In the partnership with H2O, organizations will be able to run Driverless AI on Power9 systems to accelerate machine learning insights by five times that of competitive offerings, the vendors said. They’ll also be able to use PowerAI with Driverless AI to accelerate their adoption of AI and machine learning techniques. It expands on work the two companies already have done to integrate H2O open-source libraries into IBM’s Data Science Experience.

Sumit Gupta, vice president of AI, machine learning, and HPC at IBM, says that Driverless AI complements what IBM has been doing with PowerAI and the Power9 architecture by automating many of the steps involved with machine learning, enabling enterprises to forgo having to find people with specialized skills and making it easier for average enterprises to adopt AI.

“Your tendency is to go download a bunch of open source machine learning software, figure out what the right systems to buy are, figure out the infrastructure – whether it’s hardware or software – get the data scientists and do all this yourself,” Gupta says. “What we’re presenting to the enterprise market, H2O and IBM together, is a complete AI platform. You roll it in, you have all these automated machine learning features that you still need a data engineer or a somewhat trained data scientist but not a super ninja data scientist.”

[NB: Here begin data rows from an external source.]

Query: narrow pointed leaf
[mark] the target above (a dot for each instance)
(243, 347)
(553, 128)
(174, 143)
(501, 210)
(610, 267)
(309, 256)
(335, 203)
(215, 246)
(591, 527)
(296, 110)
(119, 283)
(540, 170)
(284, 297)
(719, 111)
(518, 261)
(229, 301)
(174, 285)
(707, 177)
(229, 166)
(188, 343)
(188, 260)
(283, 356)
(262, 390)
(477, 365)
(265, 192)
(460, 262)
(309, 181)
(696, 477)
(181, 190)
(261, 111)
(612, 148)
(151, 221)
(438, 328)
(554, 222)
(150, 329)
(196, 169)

H2O’s Ambati said he has seen growing momentum among enterprise customers – which include Comcast, Progressive Insurance, Walgreens, and PayPal – to use AI and machine learning in more parts of their businesses. At Capital One, the company’s technology was used for fraud detection. It then starting to be used in other areas, such as auto financing.

“By the end of years of work there, they built a center for machine learning and AI excellence, and AI became more of a transformative moment throughout the company as opposed to a couple of use cases,” he says. “What we’re beginning to see is that that is a much wider [path] in AI-first companies. There are a lot more AI-infused companies as opposed to just being helpful in [smaller use cases]. There are a lot of interesting use cases you would never have typically thought of as a forward-looking use case, but once we land into a company, when they see AI being adopted by one group, we’re seeing it adopted across all groups.”

Right now it’s the gap in skills that is the challenge.

“The problem we have right now is the time, the data and the AI technologies have arrived,” Ambati says. “Industries are becoming inundated with data. Even individuals have been inundated with data. The time for applying AI to simplify our lives is now, but unfortunately … not all of us are physicists or are able to look at data in ways that a mathematician or a Kaggle grand master can look at it and simplify that data in a very simple kind of way. Businesses are competing in a very global world where math and sciences and technology are in a place where we can no longer bet our farm on our engineering talent and the rate in which we can build it. Automation is the only way to go. If we, as an economy and a culture, want to keep up our place in the race for the future, we need to be applying AI almost ubiquitously.”